For law professor with vision impairment, global thinking is critical to the legal profession.
“Even before I had a disability, I saw disability rights as a universal human rights issue,” reflected Professor of International Law Hope Lewis, “When considering human rights, disability rights must be included if ‘human rights’ are to be holistic concepts.” Thinking in broader terms not only helps Hope with her own disability, but it is an integral aspect of her position as Professor of International Law and Chair of the Committee on Global Law Programs at Northeastern University School of Law.

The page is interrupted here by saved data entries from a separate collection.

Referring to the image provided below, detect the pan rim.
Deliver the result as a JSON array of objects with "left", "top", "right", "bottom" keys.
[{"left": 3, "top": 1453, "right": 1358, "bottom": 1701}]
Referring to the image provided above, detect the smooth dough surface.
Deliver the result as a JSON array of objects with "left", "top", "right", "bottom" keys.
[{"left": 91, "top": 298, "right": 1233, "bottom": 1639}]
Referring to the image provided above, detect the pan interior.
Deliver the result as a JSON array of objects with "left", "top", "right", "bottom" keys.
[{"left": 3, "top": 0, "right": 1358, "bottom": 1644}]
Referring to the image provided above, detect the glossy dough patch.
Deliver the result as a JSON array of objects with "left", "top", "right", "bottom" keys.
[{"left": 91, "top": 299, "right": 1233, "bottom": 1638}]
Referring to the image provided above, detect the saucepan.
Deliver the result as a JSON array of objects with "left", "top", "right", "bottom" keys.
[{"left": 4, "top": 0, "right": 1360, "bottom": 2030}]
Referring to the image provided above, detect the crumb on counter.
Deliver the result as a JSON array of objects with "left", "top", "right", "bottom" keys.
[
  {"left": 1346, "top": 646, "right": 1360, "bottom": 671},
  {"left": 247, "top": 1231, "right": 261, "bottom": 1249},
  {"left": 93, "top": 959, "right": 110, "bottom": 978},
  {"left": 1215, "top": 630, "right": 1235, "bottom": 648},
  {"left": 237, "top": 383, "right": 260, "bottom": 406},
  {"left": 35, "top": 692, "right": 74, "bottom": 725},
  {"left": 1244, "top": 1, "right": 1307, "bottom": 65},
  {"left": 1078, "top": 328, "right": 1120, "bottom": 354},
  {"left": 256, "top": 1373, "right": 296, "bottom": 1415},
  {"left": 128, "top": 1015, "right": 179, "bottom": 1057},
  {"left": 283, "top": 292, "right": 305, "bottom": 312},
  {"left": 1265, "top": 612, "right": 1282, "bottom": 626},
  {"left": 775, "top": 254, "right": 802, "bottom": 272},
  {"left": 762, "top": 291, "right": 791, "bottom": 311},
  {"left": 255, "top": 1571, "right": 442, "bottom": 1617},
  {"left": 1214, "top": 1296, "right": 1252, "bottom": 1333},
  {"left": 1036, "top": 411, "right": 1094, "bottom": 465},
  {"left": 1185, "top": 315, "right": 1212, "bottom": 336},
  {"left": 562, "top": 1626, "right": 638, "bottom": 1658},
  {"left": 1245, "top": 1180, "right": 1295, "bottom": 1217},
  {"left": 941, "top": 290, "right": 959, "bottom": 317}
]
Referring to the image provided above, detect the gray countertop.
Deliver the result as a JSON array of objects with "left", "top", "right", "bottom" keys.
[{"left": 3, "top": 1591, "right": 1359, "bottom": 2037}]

Hope, a graduate of Harvard Law School, has been legally blind since 1995. She can read some standard-sized text with the aid of corrective and magnifying lenses, but uses bold, large-print notes for teaching and giving conference talks. For the voluminous materials most law professors must read, she also uses computer speech software, specially adapted hand-held devices, and a scanner. As an expert in public international law and international human rights, Hope serves on the Executive Council of the American Society of International Law and the Board of Governors of the Society of American Law Teachers. Previously, she was the Founding Faculty Director of Northeastern’s Program on Human Rights and the Global Economy and was a Sheila Biddle Ford Foundation Fellow at Harvard University’s W.E.B. Du Bois Institute for African and African-American Research.
In her co-authored textbook, Human Rights and the Global Marketplace: Economic, Social, and Cultural Dimensions, Hope makes the argument that human rights—particularly economic and social rights—are not solely affected by state despotism, as has been traditionally thought. Instead, human rights, through globalization, are more broadly about the struggle between those who have power and those who do not. Disability rights falls well within this characterization, according to Hope: “Disability discrimination is still a global problem and is evidenced by the large number of persons with disabilities who are able to and want to work, yet remain unemployed.”
Yet for Hope, expanding awareness of disability rights is not an exercise reserved for academia. After she began to loose her vision, she familiarized herself with the possibilities for lawyers with vision impairments while also educating others about those possibilities and rights. “At first I had to help build awareness about what was required to accommodate my disability,” she stated, “and with the support of my family, friends, and colleagues, I was able to obtain accommodations and go on to continue my work, achieve tenure and promotion, as well as co-author a textbook.” Hope also wants “mainstream” society to be proactive about disability rights: “In addition to technical compliance with the law, employers and providers of public accommodations should talk with vendors, colleagues, disability professionals—and most importantly, people with disabilities themselves—about ways to make work and social environments accessible and inclusive for all.”